Could “cloud ships” solve the problem (assuming that there is a problem) with “global warming”?

I do find this both amusing and frustrating, though:

The Copenhagen Consensus Centre, which advises governments on how to spend aid money, examined the various plans and found the cloud ships to be the most cost-effective.

They would cost $9 billion (£5.3 billion) to test and launch within 25 years, compared to the $250 billion that the world’s leading nations are considering spending each year to cut CO2 emissions, and the $395 trillion it would cost to launch mirrors into space.

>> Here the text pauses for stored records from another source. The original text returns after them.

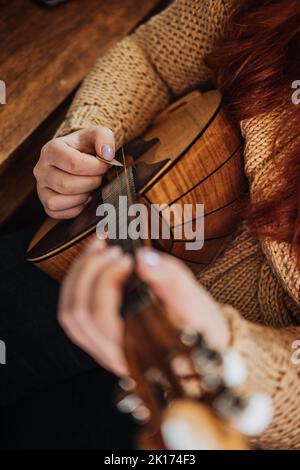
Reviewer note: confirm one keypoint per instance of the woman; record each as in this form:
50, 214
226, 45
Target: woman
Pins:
252, 48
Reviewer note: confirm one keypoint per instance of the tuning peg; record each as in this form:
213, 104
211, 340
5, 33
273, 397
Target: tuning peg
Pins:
256, 415
234, 370
189, 337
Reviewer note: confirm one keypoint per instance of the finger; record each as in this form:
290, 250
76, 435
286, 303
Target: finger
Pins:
80, 325
108, 298
176, 287
67, 214
96, 139
62, 155
54, 201
64, 183
81, 291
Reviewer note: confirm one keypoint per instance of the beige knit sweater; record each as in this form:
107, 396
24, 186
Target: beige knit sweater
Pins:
127, 87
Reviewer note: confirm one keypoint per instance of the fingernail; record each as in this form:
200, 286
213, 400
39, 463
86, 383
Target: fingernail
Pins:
114, 251
94, 245
150, 257
107, 152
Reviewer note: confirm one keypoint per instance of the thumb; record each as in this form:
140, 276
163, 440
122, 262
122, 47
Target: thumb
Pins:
185, 300
171, 281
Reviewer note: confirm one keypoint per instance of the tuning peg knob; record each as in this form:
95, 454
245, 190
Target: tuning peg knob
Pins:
129, 403
234, 370
256, 415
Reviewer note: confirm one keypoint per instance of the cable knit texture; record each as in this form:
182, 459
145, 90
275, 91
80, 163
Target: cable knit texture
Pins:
136, 79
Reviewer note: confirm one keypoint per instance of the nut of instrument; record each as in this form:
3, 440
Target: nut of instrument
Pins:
188, 425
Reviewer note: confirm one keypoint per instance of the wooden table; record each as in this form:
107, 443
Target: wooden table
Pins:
44, 55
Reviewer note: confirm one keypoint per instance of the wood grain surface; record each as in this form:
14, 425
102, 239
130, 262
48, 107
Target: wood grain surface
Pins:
45, 53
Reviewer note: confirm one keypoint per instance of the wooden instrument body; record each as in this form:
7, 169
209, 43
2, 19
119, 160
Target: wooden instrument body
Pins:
199, 154
195, 157
169, 386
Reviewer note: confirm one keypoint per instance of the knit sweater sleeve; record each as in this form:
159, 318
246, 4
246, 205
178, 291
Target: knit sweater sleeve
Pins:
139, 76
272, 357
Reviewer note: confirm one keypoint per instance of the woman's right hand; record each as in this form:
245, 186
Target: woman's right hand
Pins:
67, 171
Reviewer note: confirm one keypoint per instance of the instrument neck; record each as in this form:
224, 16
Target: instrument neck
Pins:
121, 194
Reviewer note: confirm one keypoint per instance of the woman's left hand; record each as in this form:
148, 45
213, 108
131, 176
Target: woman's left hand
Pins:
91, 298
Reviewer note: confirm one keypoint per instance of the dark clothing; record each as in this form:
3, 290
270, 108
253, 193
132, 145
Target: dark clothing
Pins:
51, 393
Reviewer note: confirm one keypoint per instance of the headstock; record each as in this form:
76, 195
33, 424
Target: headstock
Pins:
183, 391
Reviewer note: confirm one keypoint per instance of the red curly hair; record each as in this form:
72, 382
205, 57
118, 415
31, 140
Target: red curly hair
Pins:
256, 63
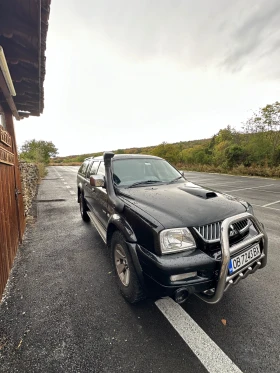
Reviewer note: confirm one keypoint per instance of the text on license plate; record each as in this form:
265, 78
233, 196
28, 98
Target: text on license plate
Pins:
240, 260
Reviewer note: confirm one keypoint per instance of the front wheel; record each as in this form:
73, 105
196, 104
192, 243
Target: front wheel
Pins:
128, 281
83, 208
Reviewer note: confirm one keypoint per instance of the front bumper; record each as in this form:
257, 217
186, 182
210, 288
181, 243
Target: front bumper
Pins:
212, 278
157, 271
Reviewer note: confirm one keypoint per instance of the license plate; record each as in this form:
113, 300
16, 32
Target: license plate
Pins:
242, 259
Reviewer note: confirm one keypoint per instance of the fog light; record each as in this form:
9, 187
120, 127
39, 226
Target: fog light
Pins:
183, 276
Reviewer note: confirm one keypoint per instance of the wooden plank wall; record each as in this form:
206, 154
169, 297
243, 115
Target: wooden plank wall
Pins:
12, 221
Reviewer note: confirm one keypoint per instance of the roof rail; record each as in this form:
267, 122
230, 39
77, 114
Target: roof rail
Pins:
86, 159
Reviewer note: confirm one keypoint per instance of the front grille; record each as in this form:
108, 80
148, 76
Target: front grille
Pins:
212, 232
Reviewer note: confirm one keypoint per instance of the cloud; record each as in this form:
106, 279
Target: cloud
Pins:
198, 34
255, 37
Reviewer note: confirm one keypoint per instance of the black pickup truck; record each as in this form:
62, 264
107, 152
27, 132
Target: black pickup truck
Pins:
167, 235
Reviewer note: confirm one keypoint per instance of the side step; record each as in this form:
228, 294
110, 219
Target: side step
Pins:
98, 226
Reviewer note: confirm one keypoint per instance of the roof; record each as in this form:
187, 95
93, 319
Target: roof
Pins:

That’s an absolutely insane (and economically and technologically ignorant) number for the latter. The only way to get it is to assume that a) the mirrors are very massive, b) they are made entirely out of terrestrial materials and c) that launch costs would not be reduced in any way by launching that much mass. I’m not saying that “space mirrors” are the most cost effective solution, but I’d like to see their basis of estimate, because that number is nuts.

Yes, And No

Some people in comments there think that Keith Cowing is making too big a deal of NASA’s inability to keep up with who does and doesn’t work for it, and even who still remains on the preferred side of the dirt.

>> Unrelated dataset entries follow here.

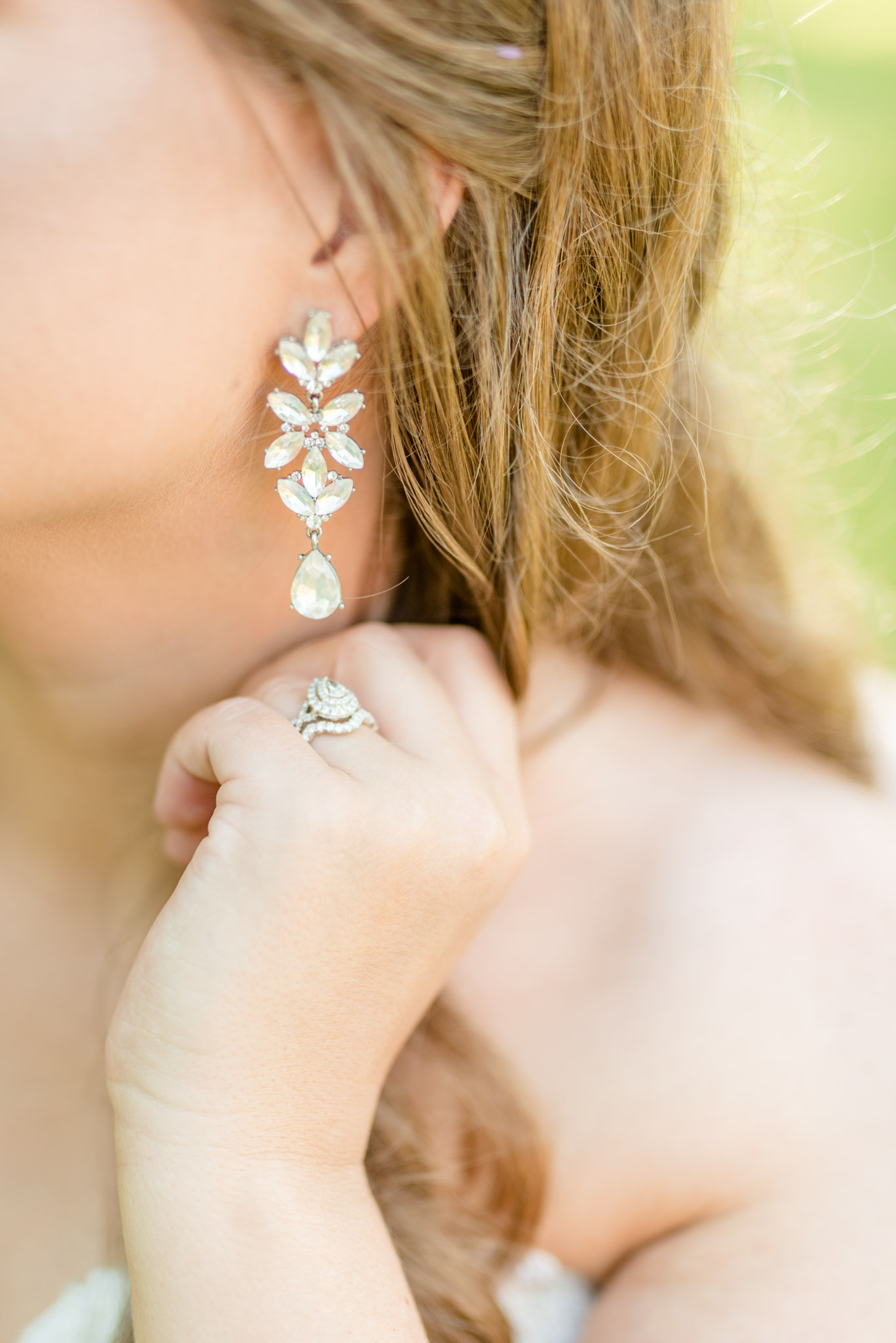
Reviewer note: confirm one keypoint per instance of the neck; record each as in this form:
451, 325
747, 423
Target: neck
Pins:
115, 629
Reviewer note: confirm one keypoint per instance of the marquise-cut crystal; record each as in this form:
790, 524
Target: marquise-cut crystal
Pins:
315, 471
289, 410
332, 497
316, 589
296, 361
319, 334
296, 496
340, 409
344, 451
338, 360
284, 449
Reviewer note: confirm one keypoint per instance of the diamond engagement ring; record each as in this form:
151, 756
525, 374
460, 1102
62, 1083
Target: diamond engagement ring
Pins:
331, 707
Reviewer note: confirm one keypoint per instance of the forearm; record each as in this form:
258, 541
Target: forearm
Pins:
233, 1251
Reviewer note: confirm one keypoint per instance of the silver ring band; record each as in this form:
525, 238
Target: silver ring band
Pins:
331, 707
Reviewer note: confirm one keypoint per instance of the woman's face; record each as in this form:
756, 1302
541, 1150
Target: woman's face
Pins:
160, 209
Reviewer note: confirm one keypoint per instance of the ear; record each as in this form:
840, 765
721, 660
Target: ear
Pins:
343, 271
334, 260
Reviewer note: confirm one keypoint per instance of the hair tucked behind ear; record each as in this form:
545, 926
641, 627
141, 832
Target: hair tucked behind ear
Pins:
553, 466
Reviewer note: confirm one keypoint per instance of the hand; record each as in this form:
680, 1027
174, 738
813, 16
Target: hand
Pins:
336, 887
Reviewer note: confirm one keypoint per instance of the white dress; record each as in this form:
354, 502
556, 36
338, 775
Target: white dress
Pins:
543, 1302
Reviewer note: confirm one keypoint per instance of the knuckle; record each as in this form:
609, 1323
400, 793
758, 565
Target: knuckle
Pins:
485, 830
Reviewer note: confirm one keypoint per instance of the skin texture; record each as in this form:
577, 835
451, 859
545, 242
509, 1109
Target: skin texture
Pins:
693, 970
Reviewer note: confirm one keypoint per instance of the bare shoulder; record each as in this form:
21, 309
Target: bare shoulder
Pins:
696, 972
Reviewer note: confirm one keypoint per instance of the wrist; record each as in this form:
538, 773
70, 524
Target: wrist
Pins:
313, 1130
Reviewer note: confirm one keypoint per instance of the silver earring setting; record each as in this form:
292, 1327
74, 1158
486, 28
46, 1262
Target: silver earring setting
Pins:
313, 492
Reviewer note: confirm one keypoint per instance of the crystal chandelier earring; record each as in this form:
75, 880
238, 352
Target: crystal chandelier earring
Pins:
313, 492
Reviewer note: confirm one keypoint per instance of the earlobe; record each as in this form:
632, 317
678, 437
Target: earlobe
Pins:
343, 231
448, 190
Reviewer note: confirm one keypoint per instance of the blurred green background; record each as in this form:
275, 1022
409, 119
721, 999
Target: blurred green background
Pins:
819, 88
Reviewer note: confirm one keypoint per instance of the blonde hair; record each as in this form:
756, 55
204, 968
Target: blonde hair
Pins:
550, 442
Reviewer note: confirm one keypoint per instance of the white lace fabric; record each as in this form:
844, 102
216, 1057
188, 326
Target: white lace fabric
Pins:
543, 1302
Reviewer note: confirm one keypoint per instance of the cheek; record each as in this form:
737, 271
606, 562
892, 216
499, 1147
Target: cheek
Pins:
146, 242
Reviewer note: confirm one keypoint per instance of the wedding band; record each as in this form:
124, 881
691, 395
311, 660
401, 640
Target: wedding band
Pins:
331, 707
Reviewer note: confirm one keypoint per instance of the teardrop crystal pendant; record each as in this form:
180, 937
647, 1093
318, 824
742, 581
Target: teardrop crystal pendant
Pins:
316, 589
315, 493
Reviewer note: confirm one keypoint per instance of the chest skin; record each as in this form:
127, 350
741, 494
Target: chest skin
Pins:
648, 974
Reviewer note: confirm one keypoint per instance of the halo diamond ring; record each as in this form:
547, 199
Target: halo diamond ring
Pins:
331, 707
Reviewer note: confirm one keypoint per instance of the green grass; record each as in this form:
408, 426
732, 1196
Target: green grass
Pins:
824, 96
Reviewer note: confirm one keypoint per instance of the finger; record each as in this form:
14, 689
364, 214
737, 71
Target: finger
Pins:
180, 845
375, 661
237, 742
464, 664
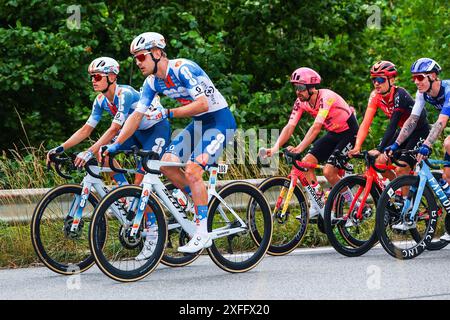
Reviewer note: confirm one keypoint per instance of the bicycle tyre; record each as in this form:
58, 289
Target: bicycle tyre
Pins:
256, 199
37, 236
102, 262
392, 247
356, 247
181, 260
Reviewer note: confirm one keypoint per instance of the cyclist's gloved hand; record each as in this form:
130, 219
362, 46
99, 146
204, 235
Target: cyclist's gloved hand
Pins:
83, 157
425, 150
389, 150
160, 113
57, 150
111, 148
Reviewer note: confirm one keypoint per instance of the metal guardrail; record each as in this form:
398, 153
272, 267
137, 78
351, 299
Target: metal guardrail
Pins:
17, 205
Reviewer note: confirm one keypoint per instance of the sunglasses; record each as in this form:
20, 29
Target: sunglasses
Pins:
419, 77
300, 87
141, 57
380, 80
97, 77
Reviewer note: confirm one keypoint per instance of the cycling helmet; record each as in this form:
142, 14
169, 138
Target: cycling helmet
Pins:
425, 65
305, 76
383, 68
147, 41
104, 65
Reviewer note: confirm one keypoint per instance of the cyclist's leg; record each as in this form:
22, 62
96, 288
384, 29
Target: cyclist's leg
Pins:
446, 174
215, 134
179, 151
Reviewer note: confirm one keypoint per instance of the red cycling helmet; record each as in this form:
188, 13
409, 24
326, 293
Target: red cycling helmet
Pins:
383, 68
305, 76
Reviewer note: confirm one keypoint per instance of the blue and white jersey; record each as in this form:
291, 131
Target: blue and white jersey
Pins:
125, 101
185, 81
441, 102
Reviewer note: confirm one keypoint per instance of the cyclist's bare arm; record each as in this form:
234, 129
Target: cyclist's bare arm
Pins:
106, 137
408, 127
285, 134
309, 138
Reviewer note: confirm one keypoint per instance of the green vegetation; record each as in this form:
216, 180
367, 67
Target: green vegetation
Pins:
248, 47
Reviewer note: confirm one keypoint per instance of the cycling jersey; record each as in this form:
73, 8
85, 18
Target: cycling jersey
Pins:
441, 102
397, 106
330, 110
124, 103
185, 81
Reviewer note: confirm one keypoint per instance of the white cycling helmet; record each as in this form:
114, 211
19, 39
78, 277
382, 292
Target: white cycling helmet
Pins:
104, 65
146, 41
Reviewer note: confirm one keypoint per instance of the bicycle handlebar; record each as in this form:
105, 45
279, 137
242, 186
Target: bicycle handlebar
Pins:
59, 161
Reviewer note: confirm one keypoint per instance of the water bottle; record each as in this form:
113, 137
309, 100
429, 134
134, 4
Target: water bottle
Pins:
180, 197
445, 187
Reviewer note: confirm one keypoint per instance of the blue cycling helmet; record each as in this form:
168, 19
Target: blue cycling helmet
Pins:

I agree that, in itself, it is a pretty trivial issue, in the context of the much bigger problems at the agency, and it’s certainly one that most people don’t do well with, or many bureaucracies. But I’ll bet that there are some organizations that get this kind of thing right, because they have an organizational culture to get everything they do right. This isn’t, after all (to use the hackneyed and inaccurate expression) rocket science. If NASA can’t do something as basic as this, why should we trust it with billions of taxpayers’ dollars to build manned launch systems? Particularly when, even if they meet their own program goals, they will have such trivial capabilities (a few people to space a few times a year)? And if NASA can’t do something as basic as this, it might be for the same reasons that they have trouble developing new cost-effective launch systems.

Anyway, the evidence so far indicates that we shouldn’t trust them to do so.

Restoring NIAC?

One of the stupidest and most criminal results of Constellation’s crowding out the rest of the NASA budget was the dismantling of the NASA Institute for Advanced Concepts two years ago. It was only costing a few million dollars a year, and that trivial amount of money, which was providing tremendous bang for the NASA buck, was taken to be poured down the multi-billion-dollar Ares rat hole. Now, apparently, there’s talk of resurrecting it. That would be a small, but vital step in getting the agency back on the right track, if the new administrator follows the advice.